Dictionary of National Biography, 1885-1900/Pearson, John (1819-1886)
PEARSON, Sir JOHN (1819–1886), judge, born on 5 Aug. 1819, was son of John Norman Pearson [q. v.], and elder brother of Charles Henry Pearson [q. v.] He graduated B.A. at Gonville and Caius College, Cambridge, on 24 Feb. 1841, and proceeded M.A. on 2 July 1844, having been called to the bar at Lincoln's Inn on 11 June the same year. A sound and painstaking lawyer, but without influential connections or conspicuous brilliance, Pearson rose slowly at the chancery bar, and did not take silk until 1866 (13 Dec.). In the following year he was elected a bencher of his inn, of which he was treasurer in 1884–1885. In 1882, on the retirement of Vice-chancellor Hall, Pearson was appointed on 24 Oct. to succeed him, but without the title of vice-chancellor, and on 30 Nov. following was knighted at Windsor. He died at his residence, 75 Onslow Square, South Kensington, after a painful illness of some weeks' duration, on 13 May 1886. His remains were interred in Brompton cemetery.

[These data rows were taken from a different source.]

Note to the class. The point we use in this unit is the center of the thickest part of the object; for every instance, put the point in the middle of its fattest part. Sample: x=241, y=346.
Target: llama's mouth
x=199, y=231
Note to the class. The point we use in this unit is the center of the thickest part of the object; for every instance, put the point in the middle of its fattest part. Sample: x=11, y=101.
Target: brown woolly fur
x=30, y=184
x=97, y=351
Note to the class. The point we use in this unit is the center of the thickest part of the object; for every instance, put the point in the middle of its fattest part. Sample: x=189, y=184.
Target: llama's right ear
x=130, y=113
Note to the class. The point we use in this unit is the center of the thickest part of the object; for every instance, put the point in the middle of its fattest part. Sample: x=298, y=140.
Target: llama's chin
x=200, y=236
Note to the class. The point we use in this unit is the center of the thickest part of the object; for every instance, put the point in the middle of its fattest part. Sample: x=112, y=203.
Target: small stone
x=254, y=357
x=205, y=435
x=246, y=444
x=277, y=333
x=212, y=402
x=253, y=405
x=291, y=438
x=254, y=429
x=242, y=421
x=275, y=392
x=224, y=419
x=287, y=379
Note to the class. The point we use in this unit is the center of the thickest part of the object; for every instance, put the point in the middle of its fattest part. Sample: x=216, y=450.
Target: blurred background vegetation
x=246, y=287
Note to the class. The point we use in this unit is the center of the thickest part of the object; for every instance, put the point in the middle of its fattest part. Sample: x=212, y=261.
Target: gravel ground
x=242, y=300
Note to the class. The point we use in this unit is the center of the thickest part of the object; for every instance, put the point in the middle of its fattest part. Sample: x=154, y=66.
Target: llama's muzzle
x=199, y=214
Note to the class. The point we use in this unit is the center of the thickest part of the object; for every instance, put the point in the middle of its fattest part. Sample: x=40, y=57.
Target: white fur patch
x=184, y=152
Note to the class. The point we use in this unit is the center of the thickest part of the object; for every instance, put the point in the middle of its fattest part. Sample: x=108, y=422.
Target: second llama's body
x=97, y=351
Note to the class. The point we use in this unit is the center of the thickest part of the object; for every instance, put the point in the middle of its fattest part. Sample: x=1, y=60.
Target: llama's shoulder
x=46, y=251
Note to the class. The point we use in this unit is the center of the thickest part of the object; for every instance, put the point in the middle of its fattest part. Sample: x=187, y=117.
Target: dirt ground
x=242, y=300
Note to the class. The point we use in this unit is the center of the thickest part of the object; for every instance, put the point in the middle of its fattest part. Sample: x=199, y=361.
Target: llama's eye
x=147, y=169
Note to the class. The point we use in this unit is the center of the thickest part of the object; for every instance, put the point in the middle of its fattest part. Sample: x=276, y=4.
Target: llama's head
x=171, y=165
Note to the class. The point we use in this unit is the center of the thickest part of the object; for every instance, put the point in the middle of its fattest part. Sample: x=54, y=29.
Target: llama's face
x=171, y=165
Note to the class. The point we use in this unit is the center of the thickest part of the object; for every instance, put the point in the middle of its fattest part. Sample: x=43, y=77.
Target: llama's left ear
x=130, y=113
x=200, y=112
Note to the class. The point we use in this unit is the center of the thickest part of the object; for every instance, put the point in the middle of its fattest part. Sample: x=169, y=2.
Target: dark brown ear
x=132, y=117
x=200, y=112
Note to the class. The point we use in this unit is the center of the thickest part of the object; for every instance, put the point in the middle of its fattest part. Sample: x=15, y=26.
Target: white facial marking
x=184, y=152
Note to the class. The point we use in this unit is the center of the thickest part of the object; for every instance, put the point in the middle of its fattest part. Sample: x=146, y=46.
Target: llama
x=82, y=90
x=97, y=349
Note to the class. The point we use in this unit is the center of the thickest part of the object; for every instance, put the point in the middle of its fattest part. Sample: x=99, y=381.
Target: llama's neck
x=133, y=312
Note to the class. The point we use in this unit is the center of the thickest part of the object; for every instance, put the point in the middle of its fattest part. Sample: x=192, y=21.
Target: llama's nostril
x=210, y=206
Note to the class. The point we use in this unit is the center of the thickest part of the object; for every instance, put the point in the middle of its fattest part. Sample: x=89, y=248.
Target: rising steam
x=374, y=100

During his brief judicial career Pearson proved himself an eminently competent judge. His decisions on the Settled Land Act of 1882 did much to determine the construction of that important statute; nor did he show less ability in dealing with patent cases and company law. Pearson was for some time a member of both the councils of legal education and law reporting.
Pearson married, on 21 Dec. 1854, Charlotte Augusta, daughter of William Short, rector of St. George's, Bloomsbury, who survived him.
[Foster's Men at the Bar and Index Ecclesiasticus; Grad. Cant.; Times, 14 May 1886; Ann. Reg. 1886, obituary; Law Times, Law Journ. and Solicitors' Journ. 22 May 1886; Haydn's Book of Dignities.]